While these restrictions are meant to protect the surviving family, they can have some unintended consequences that will frustrate a person’s intent when they have not properly planned. One example is if a husband and wife separate, live apart but do not get divorced, and either of them purchases a home, they are not free to transfer that home without the estranged spouse’s consent or devise it to anyone other than the estranged spouse. This is true regardless of how long the couple is separated. See Estate of Scholtz, 543 So.2d 219 (Fla. 1989).

There are ways to avoid the unintended consequences of the homestead restrictions. Under Florida Statute §732.401(5), homestead restrictions/protections do no apply to property owned by the Decedent as tenancy by the entireties or in joint tenancy with right of survivorship. This means that if a person owns their homestead jointly with another person in a way that their interest terminates on death, the co-owner can inherit the decedent’s share regardless of whether the decedent had a spouse or minor child. This is because homestead protections only apply to the beneficial interest in property and the decedent’s would extinguish at death so there would be nothing to protect. Also, the three restrictions on the devise and transfer of homestead listed above do not include a restriction on the lifetime transfer of homestead if that owner has minor children. That restriction is only present with a spouse. This is helpful because a person can make certain lifetime transfers into a trust to prevent their ex-spouse from inheriting their property as the guardian of the minor children.

The only mechanisms to allow a persons to freely devise their solely owned homestead when they are married is a spousal waiver, either before or after marriage (pre-nuptial or post-nuptial agreement) or disclaims the property after the owner’s death. Waivers by a spouse of elective share, intestate share, pretermitted share, homestead, exempt property, family allowance, and preference in appointment as personal representative are controlled by Florida Statute 732.702. The waiver must be signed by the waiving party in the presence of two subscribing witnesses. Fair disclosure is required if signed after marriage, but no disclosure is required if signed before marriage.

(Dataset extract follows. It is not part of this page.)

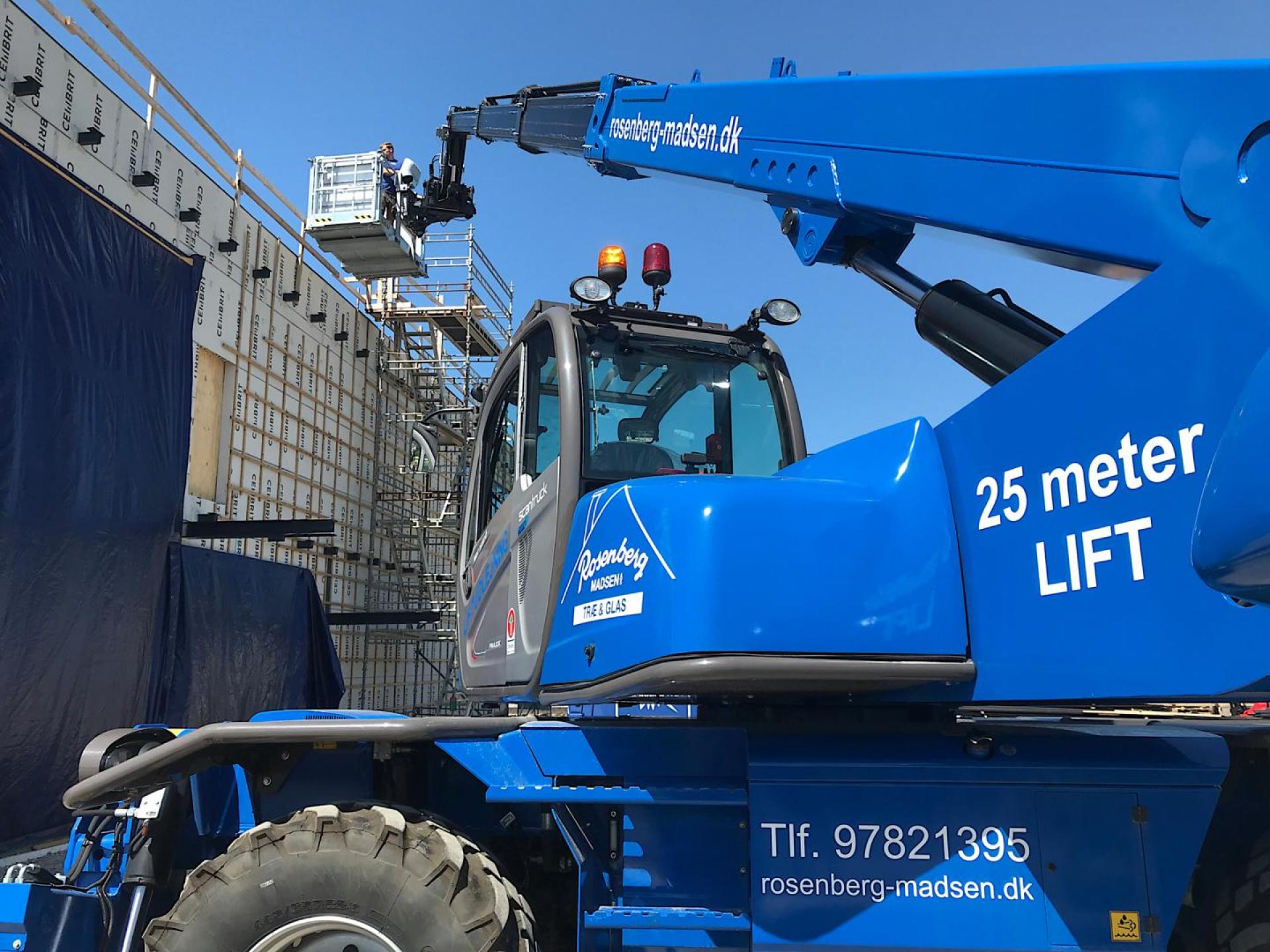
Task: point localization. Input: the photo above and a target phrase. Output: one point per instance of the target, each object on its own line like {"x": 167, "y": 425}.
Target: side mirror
{"x": 425, "y": 450}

However, a surviving spouse’s valid disclaimer will not “save” an invalid devise. A disclaimer will only cause the remainder interests in all descendants to vest rather than save an invalid devise. For example, if an owner devises her homestead to one of her two daughters, but she is survived by a husband and two daughters, this is an invalid devise because she could not have devised the property to anyone but her spouse. If the spouse disclaims, the property will not pass to the daughter who was devised the property in the owner’s will, but will pass directly to both daughters equally. The disclaimer will only cause the remainder interest to vest in all descendants rather than “save” the invalid devise.

Although the restrictions on devise and transfer are meant to protect, they can also cause unwanted results as to the disposition of an individual’s property. It’s important to think about what you want to do with your property, both during your life and at your death. Then you need to determine if the homestead restrictions will allow you to dispose of your property the way that you want. You want to benefit from these protections, but not become a victim of the restrictions that could frustrate your intentions.